The aim is just that I want a simple Docker/podman/container healthcheck for my Caddy service.
As a simple try, I tried using the /metrics endpoint…

Note that you cannot use curl, because that is not included in caddy’s Docker image.

1. Caddy version (`caddy version`):

v2.4.3 h1:Y1FaV2N4WO3rBqxSYA8UZsZTQdN+PwcoOcAiZTM8C0I=

2. How I run Caddy:

podman-compose -t identity -p caddy up

b. Command:

c.

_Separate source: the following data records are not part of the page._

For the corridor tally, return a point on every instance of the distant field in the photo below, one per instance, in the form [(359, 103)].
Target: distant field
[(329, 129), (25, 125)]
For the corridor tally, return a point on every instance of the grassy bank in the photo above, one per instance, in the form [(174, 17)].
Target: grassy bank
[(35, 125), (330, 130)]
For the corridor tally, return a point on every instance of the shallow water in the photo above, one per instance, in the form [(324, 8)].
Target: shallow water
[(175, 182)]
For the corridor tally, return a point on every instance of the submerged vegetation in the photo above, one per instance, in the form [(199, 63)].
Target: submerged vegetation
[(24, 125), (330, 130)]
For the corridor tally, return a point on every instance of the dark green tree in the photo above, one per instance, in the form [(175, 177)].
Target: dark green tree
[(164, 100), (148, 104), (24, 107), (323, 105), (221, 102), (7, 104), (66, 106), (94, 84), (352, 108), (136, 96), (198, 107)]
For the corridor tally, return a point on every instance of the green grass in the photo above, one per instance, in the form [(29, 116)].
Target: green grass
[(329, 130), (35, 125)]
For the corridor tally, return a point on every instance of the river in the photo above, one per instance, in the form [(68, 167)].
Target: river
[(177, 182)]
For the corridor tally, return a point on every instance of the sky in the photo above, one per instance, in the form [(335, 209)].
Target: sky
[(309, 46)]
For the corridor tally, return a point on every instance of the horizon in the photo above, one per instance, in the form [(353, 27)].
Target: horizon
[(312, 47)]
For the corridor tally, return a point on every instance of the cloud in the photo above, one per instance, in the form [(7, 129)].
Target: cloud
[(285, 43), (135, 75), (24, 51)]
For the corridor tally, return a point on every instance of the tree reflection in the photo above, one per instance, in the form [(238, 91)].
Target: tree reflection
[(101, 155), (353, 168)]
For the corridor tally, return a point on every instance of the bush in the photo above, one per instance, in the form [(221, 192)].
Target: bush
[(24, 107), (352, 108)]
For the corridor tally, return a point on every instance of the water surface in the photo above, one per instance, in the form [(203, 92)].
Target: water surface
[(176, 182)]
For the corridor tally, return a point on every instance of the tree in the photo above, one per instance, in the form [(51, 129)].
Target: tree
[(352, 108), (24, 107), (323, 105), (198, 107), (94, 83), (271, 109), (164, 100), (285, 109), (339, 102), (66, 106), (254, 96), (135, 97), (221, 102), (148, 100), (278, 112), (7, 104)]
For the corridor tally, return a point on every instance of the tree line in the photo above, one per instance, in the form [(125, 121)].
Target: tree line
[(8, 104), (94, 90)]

Service/unit/compose file:

version: "3.7"

services:

  caddy:
    image: caddy
    restart: unless-stopped
    network_mode: "slirp4netns:port_handler=slirp4netns,enable_ipv6=true,allow_host_loopback=true"
    ports:
      - "80:80"
      - "443:443"
      # […]
      - "2019:2019"
    volumes:
      - caddy_data:/data
      - caddy_config:/config
      # […]
    environment:
      - HOST_DOMAIN=host.containers.internal
      # […]
    healthcheck:
      # https://stackoverflow.com/a/47722899/5008962
      test: ["CMD", "wget", "--no-verbose", "--tries=1", "--spider", "http://localhost:2019/metrics", "||", "exit", "1"]
      interval: 1m30s
      timeout: 10s
      retries: 3
      start_period: 40s
    labels:
      - io.containers.autoupdate=registry

volumes:
  caddy_data:
    # always persist volume by forcing external creation
    # https://docs.docker.com/compose/compose-file/compose-file-v3/#external
    external: true
  caddy_config:

d. My complete Caddyfile or JSON config:

{
	admin off
	# debug
}

# […]


# manually expose metrics as we disabled the admin API
:2019 {
	metrics /metrics
}

# […]

Now the question

So, the question: What would you suggest as a generic/general healthcheck for caddy containers?
I.e. of course I could check also one service (e.g. that the server serves a file or so) or a reverse-proxy as a healthcheck, but IMHO this is too much, especially as it (for the reverse-proxy thing) also adds dependencies, i.e. not only checks the health of caddy, but other services as well…
As such, what is the best practice here?
And if “admin API” is the solution, what would you suggest if the admin API is disabled, as some users do?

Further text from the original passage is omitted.